- Los gráficos integrados son la unidad GPU incluida en el procesador; permiten generar imagen sin necesidad de una tarjeta gráfica dedicada.
- Son suficientes para tareas diarias: navegar, ver vídeos y ejecutar juegos o edición ligera en chips modernos.
- Windows 11 permite comprobar si tu CPU tiene GPU integrada consultando las especificaciones del procesador o la información de sistema.
Si tienes dudas sobre si tu ordenador puede funcionar sin una tarjeta gráfica dedicada, es importantísimo saber si tu procesador incluye gráficos integrados. Esto es crucial para tareas básicas como navegar por internet, ver vídeos o incluso jugar a títulos poco exigentes sin necesidad de una GPU.
Por suerte, Windows 11 ofrece varias formas de comprobarlo fácilmente. En este artículo te explicaremos cómo saber si tu CPU tiene GPU integrada, qué herramientas puedes usar y qué significan los resultados que obtienes, además de cómo configurar las opciones de rendimiento en Windows 11. No deberás abrir el equipo ni instalar programas complicados.
¿Qué son los gráficos integrados y por qué son importantes?
Antes de entrar en detalle sobre los métodos que sirven para averiguar si tu CPU tiene GPU integrada, merece la pena aclarar qué son los gráficos integrados.
Un procesador con gráficos integrados incluye una unidad de procesamiento gráfico en el mismo chip.
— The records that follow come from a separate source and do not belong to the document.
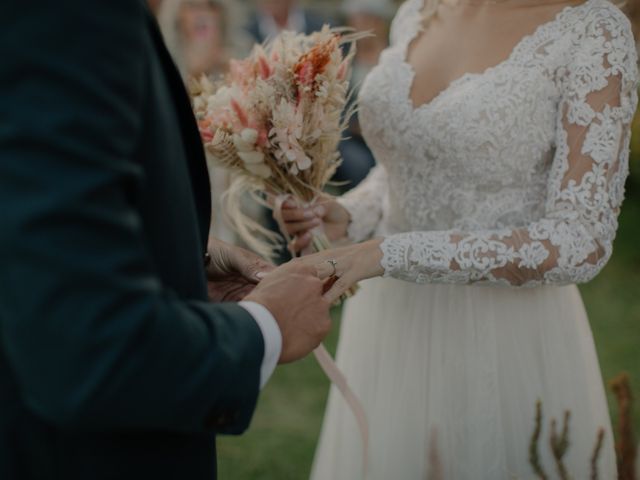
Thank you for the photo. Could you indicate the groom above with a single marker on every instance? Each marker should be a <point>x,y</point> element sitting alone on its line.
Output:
<point>113,364</point>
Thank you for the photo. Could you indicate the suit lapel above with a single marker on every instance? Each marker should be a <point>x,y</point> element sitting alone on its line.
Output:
<point>191,140</point>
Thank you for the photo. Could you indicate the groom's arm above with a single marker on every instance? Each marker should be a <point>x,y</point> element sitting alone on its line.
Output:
<point>94,338</point>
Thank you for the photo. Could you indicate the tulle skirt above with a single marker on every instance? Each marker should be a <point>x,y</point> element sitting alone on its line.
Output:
<point>450,375</point>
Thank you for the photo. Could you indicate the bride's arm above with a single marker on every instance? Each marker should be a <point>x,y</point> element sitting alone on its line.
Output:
<point>573,241</point>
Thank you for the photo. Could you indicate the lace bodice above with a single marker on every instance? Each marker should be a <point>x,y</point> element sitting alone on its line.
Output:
<point>514,175</point>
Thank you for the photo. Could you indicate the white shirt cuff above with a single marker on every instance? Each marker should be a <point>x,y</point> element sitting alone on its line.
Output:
<point>271,335</point>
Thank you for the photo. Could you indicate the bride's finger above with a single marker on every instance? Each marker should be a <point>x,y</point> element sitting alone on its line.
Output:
<point>301,242</point>
<point>297,215</point>
<point>328,268</point>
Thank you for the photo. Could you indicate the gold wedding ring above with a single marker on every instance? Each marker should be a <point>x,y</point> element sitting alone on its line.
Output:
<point>334,264</point>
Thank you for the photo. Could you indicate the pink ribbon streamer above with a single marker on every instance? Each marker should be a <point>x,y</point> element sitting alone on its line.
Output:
<point>325,360</point>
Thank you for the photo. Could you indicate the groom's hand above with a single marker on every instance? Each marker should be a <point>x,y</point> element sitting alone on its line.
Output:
<point>233,272</point>
<point>293,295</point>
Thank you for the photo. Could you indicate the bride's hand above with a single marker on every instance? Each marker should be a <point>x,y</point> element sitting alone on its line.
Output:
<point>353,263</point>
<point>300,221</point>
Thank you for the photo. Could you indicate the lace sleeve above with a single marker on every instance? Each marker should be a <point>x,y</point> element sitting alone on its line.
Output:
<point>573,240</point>
<point>364,204</point>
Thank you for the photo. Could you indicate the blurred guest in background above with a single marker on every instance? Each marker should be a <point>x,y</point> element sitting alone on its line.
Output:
<point>273,16</point>
<point>154,5</point>
<point>201,36</point>
<point>364,16</point>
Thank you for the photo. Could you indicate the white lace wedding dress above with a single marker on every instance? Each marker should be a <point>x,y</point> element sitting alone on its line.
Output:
<point>508,179</point>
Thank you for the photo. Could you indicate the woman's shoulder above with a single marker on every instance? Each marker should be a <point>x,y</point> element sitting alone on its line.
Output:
<point>407,17</point>
<point>601,19</point>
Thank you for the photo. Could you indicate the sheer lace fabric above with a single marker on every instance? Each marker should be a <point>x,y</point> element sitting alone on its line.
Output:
<point>514,175</point>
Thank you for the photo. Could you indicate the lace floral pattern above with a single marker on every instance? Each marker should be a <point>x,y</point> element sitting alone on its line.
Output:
<point>512,176</point>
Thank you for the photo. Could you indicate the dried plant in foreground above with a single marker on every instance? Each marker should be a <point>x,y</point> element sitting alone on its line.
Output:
<point>626,445</point>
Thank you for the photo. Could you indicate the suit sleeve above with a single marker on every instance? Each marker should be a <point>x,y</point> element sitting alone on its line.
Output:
<point>94,338</point>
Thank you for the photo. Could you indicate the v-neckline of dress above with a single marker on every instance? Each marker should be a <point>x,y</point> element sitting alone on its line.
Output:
<point>515,51</point>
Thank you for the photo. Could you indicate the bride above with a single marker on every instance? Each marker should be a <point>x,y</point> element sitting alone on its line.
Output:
<point>501,128</point>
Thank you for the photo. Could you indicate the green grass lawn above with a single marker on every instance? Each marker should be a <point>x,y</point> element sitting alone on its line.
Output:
<point>283,435</point>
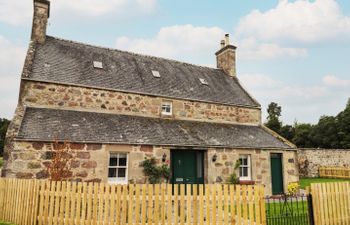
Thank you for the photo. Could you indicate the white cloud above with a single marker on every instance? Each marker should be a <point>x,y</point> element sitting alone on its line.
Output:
<point>183,42</point>
<point>250,49</point>
<point>303,21</point>
<point>11,61</point>
<point>304,102</point>
<point>20,12</point>
<point>334,81</point>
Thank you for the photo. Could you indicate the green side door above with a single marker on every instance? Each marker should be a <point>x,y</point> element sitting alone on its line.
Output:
<point>187,167</point>
<point>276,173</point>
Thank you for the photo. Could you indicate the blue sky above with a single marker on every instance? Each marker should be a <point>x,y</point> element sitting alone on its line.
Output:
<point>292,52</point>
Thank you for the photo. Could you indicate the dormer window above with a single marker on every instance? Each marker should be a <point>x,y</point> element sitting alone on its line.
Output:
<point>156,73</point>
<point>167,108</point>
<point>98,65</point>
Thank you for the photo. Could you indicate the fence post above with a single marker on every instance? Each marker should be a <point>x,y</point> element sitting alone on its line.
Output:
<point>310,206</point>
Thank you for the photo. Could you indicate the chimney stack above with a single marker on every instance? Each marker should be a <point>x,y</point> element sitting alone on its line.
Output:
<point>226,57</point>
<point>40,19</point>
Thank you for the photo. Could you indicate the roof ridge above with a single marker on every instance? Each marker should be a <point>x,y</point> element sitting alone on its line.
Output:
<point>132,53</point>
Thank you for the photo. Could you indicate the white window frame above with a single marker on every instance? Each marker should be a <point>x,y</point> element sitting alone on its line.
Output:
<point>249,177</point>
<point>167,104</point>
<point>118,180</point>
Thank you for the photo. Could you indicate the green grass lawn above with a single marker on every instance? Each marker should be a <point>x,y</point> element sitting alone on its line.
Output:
<point>305,182</point>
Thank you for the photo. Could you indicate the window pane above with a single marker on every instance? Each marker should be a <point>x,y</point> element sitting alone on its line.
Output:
<point>121,172</point>
<point>122,160</point>
<point>245,171</point>
<point>245,161</point>
<point>113,161</point>
<point>241,172</point>
<point>112,172</point>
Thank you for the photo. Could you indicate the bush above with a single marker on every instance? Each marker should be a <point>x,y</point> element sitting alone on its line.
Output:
<point>155,173</point>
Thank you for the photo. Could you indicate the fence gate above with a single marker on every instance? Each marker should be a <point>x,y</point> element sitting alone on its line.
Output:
<point>331,203</point>
<point>289,210</point>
Esto permite al ordenador generar imagen en pantalla sin depender de una tarjeta gráfica adicional, e incluso ejecutar juegos livianos en Windows 11.
Tener gráficos integrados es más que suficiente para la mayoría de tareas del día a día, e incluso hay chips modernos capaces de ejecutar juegos livianos, edición de vídeos o trabajos de diseño; además, si buscas mejorar la experiencia en juegos puedes ver cómo bajar el input lag en Windows 11 y obtener mejor respuesta en títulos poco exigentes.
¿Cómo saber si tu CPU tiene gráficos integrados en Windows 11?
La forma más sencilla que existe es saber qué procesador tienes. Puedes hacerlo en pocos pasos en Windows 11 de la siguiente manera:
- Pulsa las teclas “Windows + I” para abrir la Configuración de Windows 11.
- Ve a “Sistema”.
- Entra en “Información”.
- Bajo el apartado “Especificaciones del dispositivo”, verás el modelo de tu procesador.
Anota el nombre tal como aparece (cópialo) y luego busca en Google las especificaciones de tu CPU. Pegando el modelo del procesador y poniendo “especificaciones” a su lado, observarás si el mismo tiene una GPU integrada.
Usa la herramienta “Información del sistema”.
Si el método que te mostramos arriba no te ha funcionado, puedes verificar esto a través de la herramienta interna de Windows 11 llamada “Información del sistema”:
- Presiona las teclas “Windows + R”, escribe “msinfo32” (sin las comillas) y luego pulsa “Enter”.
- En la ventana que se abre, selecciona “Componentes” y luego “Pantalla”.
Allí verás los adaptadores gráficos detectados. Si aparece algo como “Intel UHD Graphics” o “AMD Radeon Graphics”, significa que estás utilizando gráficos integrados. Por otro lado, si aparece una GPU dedicada (como NVIDIA o AMD Radeon RX), puede que tu CPU no tenga gráficos integrados, o simplemente esté desactivada por BIOS. En caso de detectar una GPU NVIDIA, revisa los drivers NVIDIA para Windows 11 para asegurarte de que funcionan correctamente.